Guest post:
Originally a comment by iknlast on When the bishops say No.
often the first they hear of it is when they are refused a procedure the way Rachel Miller was
As my mother heard of it when she was refused the same service in 1967, though not at a Catholic hospital. The hospital was a Navy hospital, which routinely performed the procedure. The DOCTOR was Catholic, and refused to do his duty because he didn’t believe my mother should be entitled to make her own decisions.
For the record: my mother was not Catholic. My mother was a fully grown woman of 31, and had 5 children. My mother was intelligent enough and capable enough to understand the implications of the surgery and make her own decisions about what she wished to do.
When my mother showed up pregnant again 3 years later, the doctor (the SAME doctor) chewed her out for getting pregnant, in spite of his refusal to provide her with any sort of contraceptive assistance. She nearly died in that pregnancy, and would have left behind five small children and one dead baby (who would not have survived either) for my father to deal with.
That was my first experience with Catholics. Unfortunately, it would not be my last.
We only have a Catholic St Joseph’s PeaceHealth Network hospital in the county where i live, and i’ve had to stay there several times in order to survive some AIDS-related problems. I tried to be optimistic about it because i kept saying to my partner Tony, “Most people with AIDS don’t even get to go to hospitals, don’t even get medications, so i am doing all right. I only have these First World Problems. Most people with AIDS don’t get to survive as well as i do here.

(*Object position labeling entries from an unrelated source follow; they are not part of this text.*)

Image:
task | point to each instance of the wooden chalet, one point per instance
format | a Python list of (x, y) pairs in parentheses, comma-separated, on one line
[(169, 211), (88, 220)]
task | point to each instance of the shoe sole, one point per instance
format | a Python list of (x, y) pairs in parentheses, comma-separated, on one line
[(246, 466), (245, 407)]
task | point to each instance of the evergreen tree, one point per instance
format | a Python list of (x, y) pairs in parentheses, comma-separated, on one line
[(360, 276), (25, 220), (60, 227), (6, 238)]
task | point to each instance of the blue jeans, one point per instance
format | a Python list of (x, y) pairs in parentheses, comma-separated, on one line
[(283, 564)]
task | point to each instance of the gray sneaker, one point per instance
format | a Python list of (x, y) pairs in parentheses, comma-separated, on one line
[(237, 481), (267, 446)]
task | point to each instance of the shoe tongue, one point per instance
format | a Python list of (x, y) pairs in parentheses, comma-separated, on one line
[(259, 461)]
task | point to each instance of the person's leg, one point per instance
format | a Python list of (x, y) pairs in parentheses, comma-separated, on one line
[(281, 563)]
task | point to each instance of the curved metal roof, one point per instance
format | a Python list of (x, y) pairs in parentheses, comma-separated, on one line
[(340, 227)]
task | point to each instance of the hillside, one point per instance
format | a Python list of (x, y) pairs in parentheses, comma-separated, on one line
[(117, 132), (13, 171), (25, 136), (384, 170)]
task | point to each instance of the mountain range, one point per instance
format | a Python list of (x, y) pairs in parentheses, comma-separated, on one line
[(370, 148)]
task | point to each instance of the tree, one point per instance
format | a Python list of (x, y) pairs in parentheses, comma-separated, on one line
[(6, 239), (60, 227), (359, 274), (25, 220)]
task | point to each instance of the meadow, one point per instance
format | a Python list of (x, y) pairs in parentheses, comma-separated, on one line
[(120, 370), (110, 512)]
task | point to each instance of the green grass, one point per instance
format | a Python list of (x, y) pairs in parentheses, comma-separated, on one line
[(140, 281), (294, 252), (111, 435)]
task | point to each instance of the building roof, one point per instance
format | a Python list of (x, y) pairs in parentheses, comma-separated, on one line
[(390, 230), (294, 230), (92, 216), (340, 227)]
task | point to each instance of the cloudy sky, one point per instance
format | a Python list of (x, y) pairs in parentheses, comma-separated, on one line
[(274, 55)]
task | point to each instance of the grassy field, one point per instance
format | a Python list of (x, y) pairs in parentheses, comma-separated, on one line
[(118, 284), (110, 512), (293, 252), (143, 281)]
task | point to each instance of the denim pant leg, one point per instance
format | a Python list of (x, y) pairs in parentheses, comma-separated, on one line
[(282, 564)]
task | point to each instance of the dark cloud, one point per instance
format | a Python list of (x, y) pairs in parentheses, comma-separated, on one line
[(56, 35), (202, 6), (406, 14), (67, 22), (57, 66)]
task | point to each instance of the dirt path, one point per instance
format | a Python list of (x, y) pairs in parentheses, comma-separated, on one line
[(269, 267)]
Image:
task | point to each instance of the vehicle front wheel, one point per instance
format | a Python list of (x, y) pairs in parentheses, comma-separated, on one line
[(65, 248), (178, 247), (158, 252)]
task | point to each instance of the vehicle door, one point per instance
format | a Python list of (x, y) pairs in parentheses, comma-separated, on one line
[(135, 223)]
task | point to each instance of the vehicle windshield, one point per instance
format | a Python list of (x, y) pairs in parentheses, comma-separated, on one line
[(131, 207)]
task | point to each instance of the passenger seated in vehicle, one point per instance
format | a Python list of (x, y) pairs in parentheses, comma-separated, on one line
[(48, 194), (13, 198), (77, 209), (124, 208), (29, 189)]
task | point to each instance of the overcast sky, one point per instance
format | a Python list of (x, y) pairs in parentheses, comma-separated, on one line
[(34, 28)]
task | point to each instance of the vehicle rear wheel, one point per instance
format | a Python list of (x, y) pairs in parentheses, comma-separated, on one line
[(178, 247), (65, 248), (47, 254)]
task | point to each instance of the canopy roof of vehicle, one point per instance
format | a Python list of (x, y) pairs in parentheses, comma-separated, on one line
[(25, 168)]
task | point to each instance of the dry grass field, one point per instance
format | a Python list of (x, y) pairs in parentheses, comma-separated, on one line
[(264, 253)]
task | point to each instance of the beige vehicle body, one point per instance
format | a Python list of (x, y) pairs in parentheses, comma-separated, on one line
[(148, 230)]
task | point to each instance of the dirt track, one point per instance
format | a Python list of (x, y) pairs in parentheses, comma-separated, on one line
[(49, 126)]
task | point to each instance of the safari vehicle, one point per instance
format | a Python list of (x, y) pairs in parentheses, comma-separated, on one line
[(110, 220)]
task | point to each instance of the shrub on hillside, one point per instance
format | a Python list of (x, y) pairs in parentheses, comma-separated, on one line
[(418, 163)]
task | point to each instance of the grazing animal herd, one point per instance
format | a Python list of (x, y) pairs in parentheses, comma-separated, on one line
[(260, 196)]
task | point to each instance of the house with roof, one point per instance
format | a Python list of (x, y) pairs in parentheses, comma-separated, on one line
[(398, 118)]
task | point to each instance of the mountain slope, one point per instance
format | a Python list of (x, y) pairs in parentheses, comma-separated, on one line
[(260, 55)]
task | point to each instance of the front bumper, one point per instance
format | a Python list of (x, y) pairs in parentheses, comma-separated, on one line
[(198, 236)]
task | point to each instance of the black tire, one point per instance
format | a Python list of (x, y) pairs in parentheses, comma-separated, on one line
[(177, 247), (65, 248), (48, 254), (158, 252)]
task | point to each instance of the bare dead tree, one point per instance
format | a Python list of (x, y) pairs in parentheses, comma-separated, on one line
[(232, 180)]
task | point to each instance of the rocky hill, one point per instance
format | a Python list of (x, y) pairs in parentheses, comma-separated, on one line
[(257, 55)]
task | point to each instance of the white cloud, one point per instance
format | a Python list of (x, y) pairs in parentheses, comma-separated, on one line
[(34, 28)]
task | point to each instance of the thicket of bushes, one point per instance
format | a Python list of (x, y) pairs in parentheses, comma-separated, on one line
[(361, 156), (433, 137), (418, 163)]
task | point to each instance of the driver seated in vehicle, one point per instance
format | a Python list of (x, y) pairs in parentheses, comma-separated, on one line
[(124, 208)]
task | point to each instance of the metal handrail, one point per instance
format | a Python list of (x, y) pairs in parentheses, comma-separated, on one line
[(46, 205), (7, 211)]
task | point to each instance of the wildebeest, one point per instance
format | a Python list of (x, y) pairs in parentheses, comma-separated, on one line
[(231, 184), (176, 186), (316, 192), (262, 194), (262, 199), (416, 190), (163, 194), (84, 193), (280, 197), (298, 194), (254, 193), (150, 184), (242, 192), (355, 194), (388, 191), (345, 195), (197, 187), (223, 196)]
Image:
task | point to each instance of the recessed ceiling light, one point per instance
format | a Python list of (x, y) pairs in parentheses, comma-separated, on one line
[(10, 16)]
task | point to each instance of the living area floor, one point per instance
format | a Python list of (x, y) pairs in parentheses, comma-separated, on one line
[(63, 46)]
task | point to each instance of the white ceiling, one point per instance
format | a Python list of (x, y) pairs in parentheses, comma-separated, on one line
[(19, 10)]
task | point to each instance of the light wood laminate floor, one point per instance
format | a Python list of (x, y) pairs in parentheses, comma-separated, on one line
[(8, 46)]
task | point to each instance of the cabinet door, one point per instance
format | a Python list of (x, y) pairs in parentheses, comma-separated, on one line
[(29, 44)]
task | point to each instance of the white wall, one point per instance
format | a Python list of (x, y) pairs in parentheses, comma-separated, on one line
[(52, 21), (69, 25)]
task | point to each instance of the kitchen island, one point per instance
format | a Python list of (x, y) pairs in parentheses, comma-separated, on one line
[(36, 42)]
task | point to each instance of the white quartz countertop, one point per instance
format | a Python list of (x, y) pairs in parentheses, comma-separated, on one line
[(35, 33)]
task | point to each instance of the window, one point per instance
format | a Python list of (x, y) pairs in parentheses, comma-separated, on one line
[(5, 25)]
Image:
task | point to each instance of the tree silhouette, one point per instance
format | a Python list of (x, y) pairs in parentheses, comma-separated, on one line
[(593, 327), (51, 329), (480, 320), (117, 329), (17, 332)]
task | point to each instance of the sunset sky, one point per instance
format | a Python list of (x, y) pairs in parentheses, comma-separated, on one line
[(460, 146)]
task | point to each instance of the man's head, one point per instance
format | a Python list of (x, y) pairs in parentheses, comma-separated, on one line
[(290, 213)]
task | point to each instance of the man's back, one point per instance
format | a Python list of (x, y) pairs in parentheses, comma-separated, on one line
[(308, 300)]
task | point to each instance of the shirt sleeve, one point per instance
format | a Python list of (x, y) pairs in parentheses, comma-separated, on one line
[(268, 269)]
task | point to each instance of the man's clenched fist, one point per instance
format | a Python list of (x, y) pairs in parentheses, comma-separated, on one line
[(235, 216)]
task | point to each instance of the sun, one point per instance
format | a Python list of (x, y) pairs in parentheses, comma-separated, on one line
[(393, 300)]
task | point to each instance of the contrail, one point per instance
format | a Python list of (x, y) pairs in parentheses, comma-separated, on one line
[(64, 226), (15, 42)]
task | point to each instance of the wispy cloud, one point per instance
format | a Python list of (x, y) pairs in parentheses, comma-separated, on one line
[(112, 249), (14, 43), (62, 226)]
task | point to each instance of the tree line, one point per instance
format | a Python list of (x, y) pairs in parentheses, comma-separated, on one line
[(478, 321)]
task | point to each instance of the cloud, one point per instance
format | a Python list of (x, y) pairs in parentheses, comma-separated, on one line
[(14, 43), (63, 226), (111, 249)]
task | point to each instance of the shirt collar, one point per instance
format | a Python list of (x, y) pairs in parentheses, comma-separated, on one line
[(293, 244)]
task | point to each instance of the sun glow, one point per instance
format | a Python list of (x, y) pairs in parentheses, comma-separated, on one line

Lots of people with AIDS don’t get to have a best friend like you to be so helpful.”
But i was so scared of how i would handle any of it, while i was so sick, if i didn’t have that friend with me.
If a person who has been sick for two and a half decades goes into the hospital with life-threatening AIDS complications, nobody gets suspicious when that person dies in that hospital.
But when the hospital is Catholic, the staff is Catholic, and i am a person with AIDS who has spent the twenty-six years of HIV infection listening to what the Catholic church is doing regarding AIDS, i do not feel safe when i am in THEIR hospital. Who is going to investigate something suspicious when the AIDS patient dies in the hospital? The cops have to do something when gay-bashing happens out in public in the open in Whatcom County, but who is going to put any effort into checking on the death of a fag with AIDS… in the hospital? And i’m certainly not going to expect the Bellingham Police to be sympathetic to the fag with AIDS, whether in a Catholic hospital, or anywhere else.
So i vowed i would never go back there, no matter how sick i got. I talked to Tony about this many times recently, and then i said to him yesterday, “Something has changed over the last few years. I used to be afraid of how to deal with these problems, but now i feel a little different. I’m not afraid of the sick and dying parts any more. I’m not afraid of being killed by a fag-hater if i’m stuck in their Catholic hospital. I’m ready to die, i’m tired of putting effort into any of this. Let them kill me, something was going to kill me anyway, i don’t care any more. I don’t want to outlive my last friend anyway.” And i said i was finding peace with my situation. I have medication, i have doctors, most people with AIDS don’t. I’m dealing with it as a gay white American male, not as a black female. I’m at home, not in a prison cell. I’m dealing with it, and i have a friend who is helping. Many people don’t. I will have to settle for a Catholic healthcare system in Whatcom County every two months when i go to the lab, and maybe eventually during other emergencies, because things aren’t getting better, they’re getting more like this all over America, every day, and i can’t change the whole country, i can’t change the whole County, i can’t change the whole system. I’m not “giving up”, i’m just trying to not worry, to accept that i’ll have to deal with it no matter what the problem is.
I won’t let down my guard and be complacent, but i won’t go through *everything* in life in a constant state of paranoia. Alertness is important, but the perpetual paranoia is counterproductive. I’m too paranoid to trust that hospital ever again, but i still have my partner, my doctors in private practise, and healthcare coverage which provides me with medication to keep me alive. Some days i feel like i’ve run out reasons to bother putting effort into managing; but then i think about my partner Tony, and i figure, i’ll keep going. I don’t want to outlive him, but i DO want to be here every day to help take care of him the way he helps take care of me. It’s worked for us this far. And i’m too tired of it all to be afraid any more. My feeling that relief and peace will come to me is now stronger than my feelings of worry. We’ve outlived nearly all of our other friends, but it’s no accomplishment. Some people manage to deal with lots worse, so i figure i’ll somehow manage like i always have so far.